Rede von Azize Tank,

Sehr geehrter Herr Präsident! Liebe Kolleginnen und Kollegen!

Vorgestern haben wir an den 70. Jahrestag der Befreiung des deutschen Vernichtungslagers Auschwitz-Birkenau durch die Rote Armee erinnert. Wir gedachten damit aller Opfer des deutschen Faschismus. Wir gedachten der Schoah, der industriellen Vernichtung von mehr als 6 Millionen europäischen Jüdinnen und Juden. Wir erinnerten gleichzeitig an Hundertausende ermordete Sinti und Roma, ebenso an die lange vergessenen Opfergruppen, die als sogenannte Asoziale verleumdeten Menschen, die Homosexuellen und andere.

Wenn wir an die Opfer der Massenmorde von Birkenau, Sobibor oder Treblinka erinnern, dürfen wir jedoch Eines nicht vergessen: Vor der Vernichtung wurden diese Menschen rassistisch diskriminiert, entrechtet, misshandelt, beraubt und ausgebeutet.

Nun zu dem vorliegenden Gesetzentwurf. Erst dank dem Einsatz engagierter Überlebender, Historiker, Richter und Rechtsanwältinnen wissen wir, was lange nicht anerkannt wurde: Für Ghettoarbeit wurden Beiträge zur Sozialversicherung abgezogen. Das Bundessozialgericht hat diese Rentenansprüche erst infolge der Bemühungen von Überlebenden anerkannt. Dafür gebührt den Überlebenden unser höchster Respekt.

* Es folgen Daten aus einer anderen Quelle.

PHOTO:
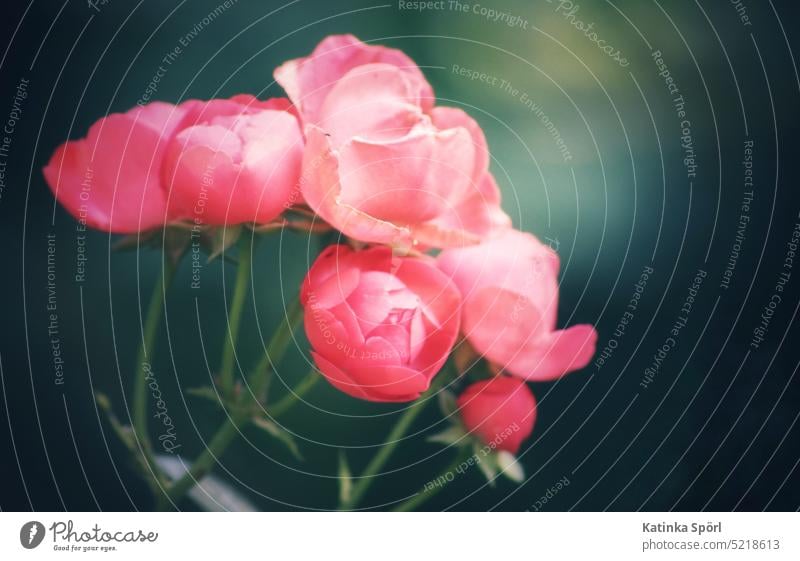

(Beifall bei Abgeordneten der LINKEN)

Beschämen sollte uns, dass anfangs 90 Prozent der Anträge auf Ghettorenten abgelehnt wurden. Beschämen sollte uns, dass Ghettobeschäftigte mit Wohnsitz in Polen von Anfang an ausgeschlossen wurden. Erst das neue Abkommen beendet diesen Zustand. In enger Zusammenarbeit mit den Betroffenen hat die Fraktion Die Linke das Thema in den Bundestag getragen.

(Beifall bei der LINKEN)

Erlauben Sie mir, Tomasz Miedziński aus Warschau zu zitieren, worum er mich gebeten hat. Als Vorsitzender der Vereinigung der Jüdischen Kombattantinnen und Kombattanten und Geschädigten des Zweiten Weltkriegs kämpfte er seit mehr als zehn Jahren für die Rechte der Ghettobeschäftigten aus Polen, unterstützt von Herrn Marian Kalwary, dem Vize-Vorsitzenden der Vereinigung „Kinder des Holocaust“ in Polen. Am Tag der Unterzeichnung des vorliegenden deutsch-polnischen Abkommens in Warschau erklärte Herr Miedziński ‑ ich zitiere ‑: „Ich sollte Freude empfinden über dieses Abkommen. Aber Freude empfinde ich nicht. Während der vielen Jahre des Kampfes gegen den Widerstand der deutschen Behörden und ihre Bürokratie ist mehr als die Hälfte der Berechtigten verstorben“.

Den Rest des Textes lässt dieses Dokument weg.